I would expect to get the process graph in propertiesin load_collection.

clausmichele commented 5 months ago

@danielFlemstrom just a note, it's better if you copy and paste the code instead of taking a screenshot, so that we can easily reproduce it!

danielFlemstrom commented 5 months ago


def prop_range(pval):
    lte1 = process("lte", x = pval, y = 10)
    gte1 = process("gte", x = pval, y = 5)
    and1 = process("and", x = gte1, y=lte1)
    return and1

def simple_prop(pval):
    lte1 = process("lte", x = pval, y = 10)
    return lte1

res = conn.load_collection(collection_id = s2.s2_msi_l2a, 
                                   spatial_extent = {"west": 15.862841471258125, 
                                                     "east": 17.52375679097526,
                                                     "south": 59.188299941115375, 
                                                     "north": 59.7224489782685},
                                   temporal_extent = ["2020-07-01T00:00:00Z", "2023-07-31T00:00:00Z"],
                                   bands = ["b04",],

                                   properties = {"eo:cloud_cover":  lambda val: val < 10} # Try 5 for 2 images, and 10 for 14 images
                                   # OK properties = {"eo:cloud_cover": simple_prop })
                                   # below is a workaraound
                                   #properties = {"eo:cloud_cover": lambda pval:process("lte", x = pval, y = 10),
                                   #              "cloud_cover": lambda pval:process("gte", x = pval, y = 10) })
                                   # NO properties = {"eo:cloud_cover":  lambda val: openeo.processes.and_(val > 22 ,val < 10)})
                                   # NO properties = {"eo:cloud_cover": prop_range })
                          )
res.flat_graph()
clausmichele commented 4 months ago

@ValentinaHutter do you at EODC have collections where you can use properties for filtering?

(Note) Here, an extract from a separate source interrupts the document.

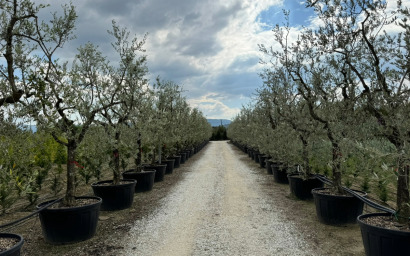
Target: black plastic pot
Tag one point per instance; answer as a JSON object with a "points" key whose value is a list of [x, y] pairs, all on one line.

ValentinaHutter commented 4 months ago

I now checked our internal implementation of load_collection - we also just expect the input properties to be a dictionary and resolve the stac client search from the dictionary. For us, we also only used one property so far. We will let you know, when we manage to update it in the pg-parser.

danielFlemstrom commented 4 months ago

A dictionary is fine for me as long as it get passed on by the pgparser. We parse the dictionary and create a filtering expression that is sent in to the odc.load function (Since we are using open datacube for loading collections), if that is of any help.